Picking up from where I left off on my previous machine learning post, which you can find here
I am embarking on a personal project involving machine learning and computer vision. The project has four main goals:
- Develop an artificial neural network that can identify vehicles within an image.
- Optimize that neural network so it can scan between five and ten images every second (in other words, allow it to operate on a video stream).
- Further optimize that neural network so it can run on a $35 mini-computer known as a Raspberry Pi (rather than my large desktop computer).
- Develop some computer routines that utilize the above and collect data.

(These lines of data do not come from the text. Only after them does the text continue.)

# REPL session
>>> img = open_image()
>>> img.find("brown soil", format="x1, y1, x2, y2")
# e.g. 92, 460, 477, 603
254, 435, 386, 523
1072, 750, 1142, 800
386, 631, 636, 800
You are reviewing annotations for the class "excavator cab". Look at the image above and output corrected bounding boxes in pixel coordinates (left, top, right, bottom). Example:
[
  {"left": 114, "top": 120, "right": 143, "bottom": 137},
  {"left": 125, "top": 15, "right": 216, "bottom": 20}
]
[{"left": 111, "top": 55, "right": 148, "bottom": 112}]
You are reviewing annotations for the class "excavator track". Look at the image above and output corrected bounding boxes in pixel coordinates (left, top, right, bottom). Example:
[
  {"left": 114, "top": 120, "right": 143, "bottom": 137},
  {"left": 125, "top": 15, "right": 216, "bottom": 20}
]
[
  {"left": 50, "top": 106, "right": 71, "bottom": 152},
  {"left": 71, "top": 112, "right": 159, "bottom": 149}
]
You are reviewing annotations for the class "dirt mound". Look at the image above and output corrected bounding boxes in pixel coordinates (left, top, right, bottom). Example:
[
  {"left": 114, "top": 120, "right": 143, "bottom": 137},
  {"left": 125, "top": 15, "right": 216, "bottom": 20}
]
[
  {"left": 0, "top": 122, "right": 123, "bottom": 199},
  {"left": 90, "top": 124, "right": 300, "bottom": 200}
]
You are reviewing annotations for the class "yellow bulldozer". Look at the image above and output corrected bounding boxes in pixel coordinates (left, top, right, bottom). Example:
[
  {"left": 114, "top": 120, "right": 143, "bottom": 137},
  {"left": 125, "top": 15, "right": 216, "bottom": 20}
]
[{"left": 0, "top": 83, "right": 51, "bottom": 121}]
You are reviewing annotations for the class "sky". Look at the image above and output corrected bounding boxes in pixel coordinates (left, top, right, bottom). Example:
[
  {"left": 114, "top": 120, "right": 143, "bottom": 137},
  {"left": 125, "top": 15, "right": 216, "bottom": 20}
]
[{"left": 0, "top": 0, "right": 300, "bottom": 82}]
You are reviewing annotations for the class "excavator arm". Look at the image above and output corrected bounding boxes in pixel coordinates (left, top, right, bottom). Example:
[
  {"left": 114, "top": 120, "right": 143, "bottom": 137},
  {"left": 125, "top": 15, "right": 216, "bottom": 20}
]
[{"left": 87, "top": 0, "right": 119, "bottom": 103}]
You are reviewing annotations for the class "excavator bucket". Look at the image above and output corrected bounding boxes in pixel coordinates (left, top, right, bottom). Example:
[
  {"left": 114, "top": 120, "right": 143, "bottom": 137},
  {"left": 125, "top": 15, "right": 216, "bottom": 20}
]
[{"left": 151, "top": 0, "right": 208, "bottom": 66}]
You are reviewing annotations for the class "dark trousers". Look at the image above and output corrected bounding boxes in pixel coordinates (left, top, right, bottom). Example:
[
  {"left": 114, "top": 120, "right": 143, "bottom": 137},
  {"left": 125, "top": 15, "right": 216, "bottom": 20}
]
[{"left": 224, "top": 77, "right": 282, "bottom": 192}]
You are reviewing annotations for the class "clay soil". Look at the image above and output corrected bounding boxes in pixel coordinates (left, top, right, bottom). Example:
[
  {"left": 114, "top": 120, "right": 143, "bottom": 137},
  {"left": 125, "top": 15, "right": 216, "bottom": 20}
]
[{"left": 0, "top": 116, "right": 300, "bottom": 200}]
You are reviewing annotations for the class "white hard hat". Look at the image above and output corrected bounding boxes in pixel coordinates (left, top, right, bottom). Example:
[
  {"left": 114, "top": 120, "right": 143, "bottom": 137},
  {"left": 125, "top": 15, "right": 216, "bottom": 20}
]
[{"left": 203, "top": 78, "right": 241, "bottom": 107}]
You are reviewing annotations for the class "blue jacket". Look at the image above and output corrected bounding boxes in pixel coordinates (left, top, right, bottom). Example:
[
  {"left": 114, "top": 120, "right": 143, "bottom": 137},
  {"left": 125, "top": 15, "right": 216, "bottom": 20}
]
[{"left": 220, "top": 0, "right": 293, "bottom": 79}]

- Learn as much as possible in the process.
Tonight, the project reached its first milestone: I programmed and trained my first artificial neural network. I trained it by showing it 6,592 images - half of which contained a car, and half did not contain a car. After viewing each image, the neural network would say whether or not it thought the image contained a car. If it guessed wrong, it would re-calibrate itself, and then we'd move to the next image.
The above sounds like a really boring a tedious process - but it's not. The training is all automated, and it completed in under one hour. After training, I showed the neural network about 750 images that it never seen before, and it was able to predict whether or not they contained a car with over 95% accuracy.
These accomplishments are rather mundane in the world of computer science - but its a humble start to the project. I can't make the neural network too flashy, or else Steps 2 and 3 will get very difficult.